Parallel Presidents

Parallel Presidents

Alex Ayad

While the nation is left in suspense over President Trump’s health, it is not the first time the U.S. has had an infected president. The news of President Trump’s positive Covid-19 test echoes the events of 1919. Almost a century ago, President Wilson was infected with the Spanish Flu while in office.

The 1918 influenza also known as the “Spanish Flu” got its nickname from an unlikely source, government censorship of the media.

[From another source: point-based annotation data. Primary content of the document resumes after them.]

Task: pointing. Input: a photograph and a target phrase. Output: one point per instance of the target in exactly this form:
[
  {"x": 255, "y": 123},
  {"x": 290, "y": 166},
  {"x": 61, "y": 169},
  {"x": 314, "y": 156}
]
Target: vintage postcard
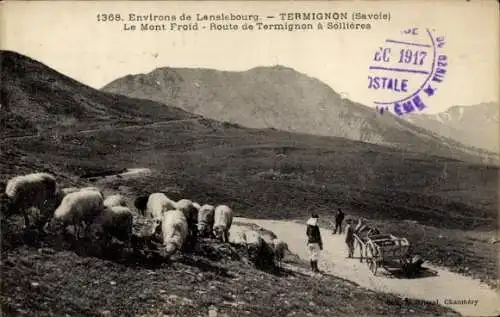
[{"x": 249, "y": 158}]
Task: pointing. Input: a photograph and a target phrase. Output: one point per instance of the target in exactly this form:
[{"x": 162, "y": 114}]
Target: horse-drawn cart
[{"x": 389, "y": 252}]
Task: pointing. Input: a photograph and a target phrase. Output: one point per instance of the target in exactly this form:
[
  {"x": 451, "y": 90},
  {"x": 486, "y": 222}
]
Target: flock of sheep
[{"x": 86, "y": 208}]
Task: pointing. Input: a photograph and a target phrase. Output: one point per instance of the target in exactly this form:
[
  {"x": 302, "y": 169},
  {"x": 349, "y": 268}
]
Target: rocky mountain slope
[
  {"x": 29, "y": 105},
  {"x": 471, "y": 125}
]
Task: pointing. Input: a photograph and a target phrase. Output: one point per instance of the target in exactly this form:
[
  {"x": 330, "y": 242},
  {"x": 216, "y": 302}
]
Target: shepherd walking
[
  {"x": 314, "y": 242},
  {"x": 338, "y": 221}
]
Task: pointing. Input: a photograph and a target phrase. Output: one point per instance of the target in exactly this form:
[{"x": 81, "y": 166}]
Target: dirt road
[{"x": 446, "y": 287}]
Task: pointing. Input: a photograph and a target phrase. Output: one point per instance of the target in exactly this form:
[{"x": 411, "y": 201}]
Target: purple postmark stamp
[{"x": 406, "y": 71}]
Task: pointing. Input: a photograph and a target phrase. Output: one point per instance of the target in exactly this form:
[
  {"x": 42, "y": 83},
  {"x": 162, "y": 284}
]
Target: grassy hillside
[
  {"x": 282, "y": 98},
  {"x": 29, "y": 107},
  {"x": 475, "y": 125}
]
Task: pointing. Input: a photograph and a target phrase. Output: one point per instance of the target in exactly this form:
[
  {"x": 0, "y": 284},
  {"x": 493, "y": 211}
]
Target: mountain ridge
[{"x": 472, "y": 125}]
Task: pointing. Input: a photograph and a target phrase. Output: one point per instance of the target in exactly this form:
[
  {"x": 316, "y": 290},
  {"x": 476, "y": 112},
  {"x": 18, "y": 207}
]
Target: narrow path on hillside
[{"x": 443, "y": 285}]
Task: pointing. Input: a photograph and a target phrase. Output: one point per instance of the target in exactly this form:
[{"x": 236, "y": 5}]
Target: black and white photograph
[{"x": 249, "y": 158}]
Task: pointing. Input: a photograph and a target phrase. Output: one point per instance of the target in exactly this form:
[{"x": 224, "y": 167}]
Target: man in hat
[{"x": 314, "y": 242}]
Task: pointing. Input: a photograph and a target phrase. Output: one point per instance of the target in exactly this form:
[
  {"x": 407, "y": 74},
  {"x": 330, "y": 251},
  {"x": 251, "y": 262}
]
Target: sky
[{"x": 67, "y": 37}]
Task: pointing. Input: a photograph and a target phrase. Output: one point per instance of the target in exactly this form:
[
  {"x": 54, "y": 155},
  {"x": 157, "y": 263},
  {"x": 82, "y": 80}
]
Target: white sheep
[
  {"x": 237, "y": 238},
  {"x": 78, "y": 207},
  {"x": 33, "y": 190},
  {"x": 116, "y": 221},
  {"x": 174, "y": 229},
  {"x": 279, "y": 247},
  {"x": 68, "y": 190},
  {"x": 157, "y": 203},
  {"x": 197, "y": 206},
  {"x": 115, "y": 200},
  {"x": 206, "y": 219},
  {"x": 191, "y": 214},
  {"x": 223, "y": 218}
]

During World War I Western countries passed legislation to keep the news quiet about the virus in order to protect the morale of the war. Spain, who was neutral in WWI, had no such media restrictions and therefore freely reported the pandemic.

Since Spain was the first country to widely report the virus, the 1918 influenza gained the nickname: “The Spanish Flu.” The influenzas origins are still debated by historians today. President Wilson contracted the virus while negotiating peace talks in Paris at the end of the war. Some argue this was a contributing factor in an exhausted Wilson’s allowance of harsh penalties on Germany during the Treaty of Versailles.

The President kept his illness a closely guarded secret, but was frequently incapacitated. Wilson’s wife, Edith Wilson, was arguably the first woman president, as she took on the role of a secret vizier to the bed ridden president. Wilson recovered, but due to the hefty tole on his health he was never the same again, he passed away only a few years later in 1924.